Acostumbran los amantes hablar con frecuencia de las personas que aman y alabarlas para cautivar para el objeto de su amor la estima y las alabanzas de los demás. Muy escaso debe ser el amor de quienes se vanaglorian de amar a María, pero después no piensan demasiado en hablar de Ella y hacerla amar de los demás.
No actúan así los verdaderos amantes de nuestra Señora. Ellos quieren alabarla sobre todo y verla muy amada por todos. Por eso, siempre que pueden, en público y en privado, tratan de encender en el corazón de todas aquellas benditas llamas de amor a su amada Reina, en las que se sienten inflamados.
Para que cada uno se persuada de cuánto importa para su bien y el de los pueblos promover la devoción a María, ayudará escuchar lo que dicen los Doctores. Dice san Buenaventura que quienes se afanan en propagar las glorias de María tienen asegurado el Paraíso. Y lo confirma Ricardo de San Lorenzo al decir que honrar a esta Reina de los Ángeles es conquistar la vida eterna. Porque nuestra Señora, la más agradecida, añade el mismo, se empeñará en honrar en la otra vida al que en esta vida no dejó de honrarla.

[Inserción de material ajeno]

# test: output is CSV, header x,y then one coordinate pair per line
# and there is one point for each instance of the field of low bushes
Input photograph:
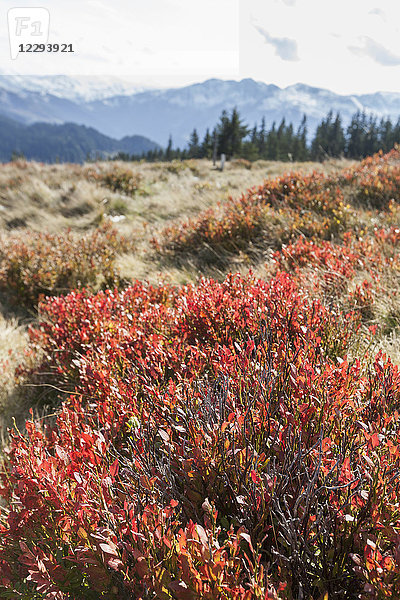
x,y
215,397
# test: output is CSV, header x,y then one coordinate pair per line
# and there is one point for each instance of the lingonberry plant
x,y
216,441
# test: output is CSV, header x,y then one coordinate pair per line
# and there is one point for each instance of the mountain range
x,y
117,111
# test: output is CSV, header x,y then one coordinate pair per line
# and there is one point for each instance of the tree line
x,y
364,136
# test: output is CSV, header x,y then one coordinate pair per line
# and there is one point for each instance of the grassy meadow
x,y
201,372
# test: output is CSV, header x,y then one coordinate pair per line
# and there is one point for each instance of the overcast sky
x,y
343,45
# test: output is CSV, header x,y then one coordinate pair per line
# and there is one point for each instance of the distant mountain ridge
x,y
46,142
158,113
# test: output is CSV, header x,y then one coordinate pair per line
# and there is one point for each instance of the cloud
x,y
285,48
378,12
377,52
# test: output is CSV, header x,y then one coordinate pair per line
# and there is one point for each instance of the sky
x,y
347,46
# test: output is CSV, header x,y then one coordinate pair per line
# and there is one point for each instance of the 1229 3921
x,y
46,48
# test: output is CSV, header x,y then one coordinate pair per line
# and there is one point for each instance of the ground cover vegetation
x,y
231,436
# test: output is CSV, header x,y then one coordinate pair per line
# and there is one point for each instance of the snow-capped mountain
x,y
158,113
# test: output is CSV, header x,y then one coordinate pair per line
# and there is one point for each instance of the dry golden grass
x,y
52,198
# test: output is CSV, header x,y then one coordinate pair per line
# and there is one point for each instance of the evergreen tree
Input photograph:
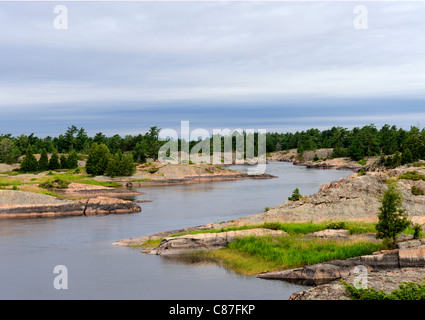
x,y
406,157
72,161
9,152
29,163
392,217
43,163
64,162
54,162
98,159
121,165
396,160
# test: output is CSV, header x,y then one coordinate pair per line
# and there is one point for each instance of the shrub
x,y
29,163
412,175
295,195
72,161
417,191
43,163
336,225
63,162
392,218
54,162
153,170
405,291
98,159
362,172
417,230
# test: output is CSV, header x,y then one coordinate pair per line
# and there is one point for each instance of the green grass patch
x,y
253,255
5,182
65,179
405,291
296,228
150,243
110,184
412,175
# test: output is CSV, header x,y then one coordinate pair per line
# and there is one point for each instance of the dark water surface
x,y
31,248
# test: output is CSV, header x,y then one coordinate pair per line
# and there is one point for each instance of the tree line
x,y
395,145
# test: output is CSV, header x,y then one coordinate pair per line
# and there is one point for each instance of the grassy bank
x,y
47,182
253,255
297,228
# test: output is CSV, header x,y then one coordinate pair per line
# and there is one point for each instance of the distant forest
x,y
394,145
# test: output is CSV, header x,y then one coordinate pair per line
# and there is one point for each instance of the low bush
x,y
405,291
417,191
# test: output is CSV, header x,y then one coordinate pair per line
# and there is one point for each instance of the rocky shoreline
x,y
352,198
31,205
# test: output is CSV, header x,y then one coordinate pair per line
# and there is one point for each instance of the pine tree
x,y
43,163
121,165
72,161
64,162
29,163
54,162
98,159
406,157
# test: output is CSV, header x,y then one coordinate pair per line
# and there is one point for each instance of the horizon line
x,y
62,1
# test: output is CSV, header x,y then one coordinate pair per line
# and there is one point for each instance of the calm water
x,y
30,249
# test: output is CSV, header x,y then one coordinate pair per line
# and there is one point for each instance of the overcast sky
x,y
281,66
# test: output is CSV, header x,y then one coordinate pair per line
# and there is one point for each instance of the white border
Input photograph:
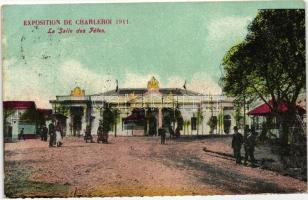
x,y
219,197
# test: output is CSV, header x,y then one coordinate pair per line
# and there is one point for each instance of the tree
x,y
270,63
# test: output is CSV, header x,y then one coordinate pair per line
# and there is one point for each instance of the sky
x,y
175,42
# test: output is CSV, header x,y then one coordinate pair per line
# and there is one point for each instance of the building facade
x,y
141,111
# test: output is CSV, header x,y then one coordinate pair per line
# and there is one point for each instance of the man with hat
x,y
237,141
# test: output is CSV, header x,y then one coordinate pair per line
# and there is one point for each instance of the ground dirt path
x,y
139,166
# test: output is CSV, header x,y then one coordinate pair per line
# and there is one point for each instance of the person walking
x,y
250,144
237,141
88,135
45,132
21,134
51,131
162,133
58,135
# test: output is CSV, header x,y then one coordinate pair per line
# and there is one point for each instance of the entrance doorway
x,y
76,116
152,116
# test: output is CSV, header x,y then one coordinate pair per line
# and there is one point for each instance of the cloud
x,y
43,84
228,29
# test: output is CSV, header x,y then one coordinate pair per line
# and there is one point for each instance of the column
x,y
84,120
160,118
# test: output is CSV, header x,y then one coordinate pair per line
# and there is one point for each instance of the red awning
x,y
264,109
45,112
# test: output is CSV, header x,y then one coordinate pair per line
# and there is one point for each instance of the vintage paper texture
x,y
113,79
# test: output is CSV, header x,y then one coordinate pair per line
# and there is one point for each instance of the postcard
x,y
154,99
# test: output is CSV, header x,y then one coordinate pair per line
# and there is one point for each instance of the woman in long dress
x,y
58,136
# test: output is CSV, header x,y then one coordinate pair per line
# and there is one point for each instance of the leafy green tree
x,y
270,63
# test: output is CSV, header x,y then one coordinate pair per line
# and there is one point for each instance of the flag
x,y
117,87
184,86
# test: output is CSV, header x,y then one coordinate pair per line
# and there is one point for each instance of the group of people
x,y
163,134
102,133
249,142
55,134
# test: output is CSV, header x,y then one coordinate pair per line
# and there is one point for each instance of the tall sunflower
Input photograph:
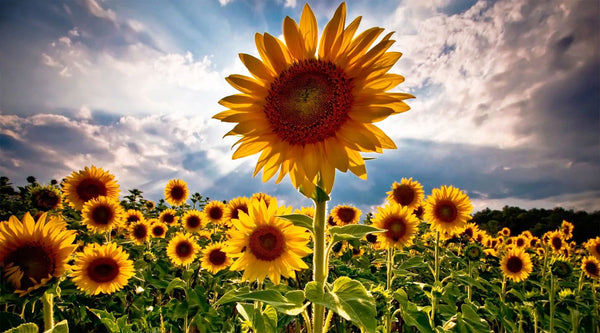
x,y
102,269
345,214
516,264
176,192
399,223
32,253
214,258
311,112
182,249
102,214
406,193
266,245
448,209
89,183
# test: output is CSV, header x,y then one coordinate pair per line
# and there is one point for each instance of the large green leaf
x,y
348,298
351,231
291,303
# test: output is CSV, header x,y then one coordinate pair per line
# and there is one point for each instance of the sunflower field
x,y
81,256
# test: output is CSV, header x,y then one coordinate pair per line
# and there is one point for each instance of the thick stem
x,y
319,269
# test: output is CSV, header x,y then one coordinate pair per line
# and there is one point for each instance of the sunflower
x,y
169,217
102,269
266,245
406,193
158,229
84,185
192,220
132,216
215,212
102,214
310,113
214,258
176,192
139,232
237,204
32,253
591,267
448,209
182,249
516,265
345,214
45,198
399,223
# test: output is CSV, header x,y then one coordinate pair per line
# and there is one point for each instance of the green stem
x,y
48,308
319,269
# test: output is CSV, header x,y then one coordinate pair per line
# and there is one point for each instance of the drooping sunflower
x,y
311,112
345,214
158,229
400,225
406,193
591,267
214,258
182,249
266,245
102,214
102,269
139,232
169,217
32,253
215,212
192,220
45,198
84,185
448,209
516,264
176,192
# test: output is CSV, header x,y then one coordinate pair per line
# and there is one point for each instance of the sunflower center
x,y
103,270
102,215
183,249
34,261
177,193
404,195
89,189
396,228
514,264
267,243
193,221
446,211
309,102
217,257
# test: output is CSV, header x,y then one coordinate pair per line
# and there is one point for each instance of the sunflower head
x,y
32,253
406,193
85,185
102,269
309,113
399,223
176,192
102,214
265,245
448,209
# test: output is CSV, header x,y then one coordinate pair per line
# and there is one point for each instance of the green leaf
x,y
291,303
348,298
176,283
24,328
61,327
352,231
299,220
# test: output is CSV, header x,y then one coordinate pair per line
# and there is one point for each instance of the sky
x,y
507,103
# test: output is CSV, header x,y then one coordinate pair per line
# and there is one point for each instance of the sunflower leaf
x,y
348,298
352,231
299,220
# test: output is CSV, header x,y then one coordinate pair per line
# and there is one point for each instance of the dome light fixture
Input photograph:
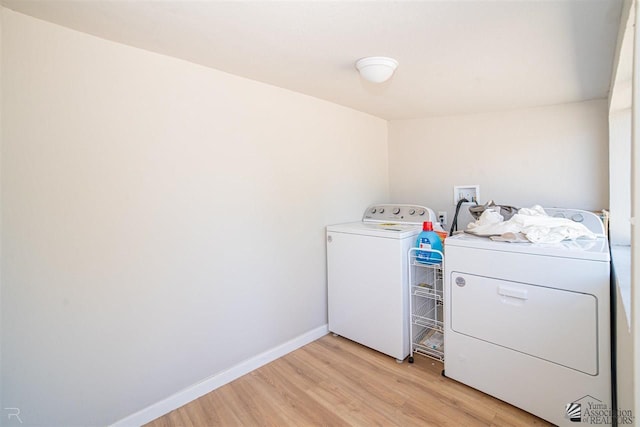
x,y
376,69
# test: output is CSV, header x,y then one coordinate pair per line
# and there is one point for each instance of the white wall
x,y
161,221
552,156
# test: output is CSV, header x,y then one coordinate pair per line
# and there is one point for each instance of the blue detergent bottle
x,y
428,239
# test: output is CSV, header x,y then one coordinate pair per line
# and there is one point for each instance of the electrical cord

¿Quién no conoce la promesa de María en favor de los que se dedican a hacerla conocer y amar? La santa Iglesia le hace decir en la fiesta de la Inmaculada Concepción: “Los que me esclarecen, obtendrán la vida eterna” (Eclo 24, 31). “Regocíjate, alma mía –decía san Buenaventura, que tanto se esforzó en pregonar las alabanzas de María–; salta de gozo y alégrate con Ella, porque son muchos los bienes preparados para los que la ensalzan”. Y puesto que las sagradas Escrituras, añadía, alaban a María, procuremos siempre celebrar a esta Divina Madre con el corazón y con la lengua para que al fin nos lleve al reino de los bienaventurados.
Se lee en las revelaciones de Santa Brígida que, acostumbrando el obispo B. Emigdio a comenzar sus predicaciones con alabanzas a María, se le apareció la Virgen a la santa y le dijo: Hazle saber a ese prelado que comienza sus predicaciones alabándome, que yo quiero ser para él una madre, tendrá una santa muerte y yo presentaré su alma al Señor. Y, en efecto, aquel santo murió rezando y con una paz celestial. A otro religioso dominico, que terminaba sus predicaciones hablando de María, se le apareció en la hora de la muerte, lo defendió del demonio, lo reconfortó y llevó consigo su alma al paraíso. El piadoso Tomás de Kempis presentaba a María recomendando a su Hijo a quienes pregonan sus alabanzas, y diciendo así: “Hijo, apiádate del alma de quien te amó a ti y a mí me alabó”.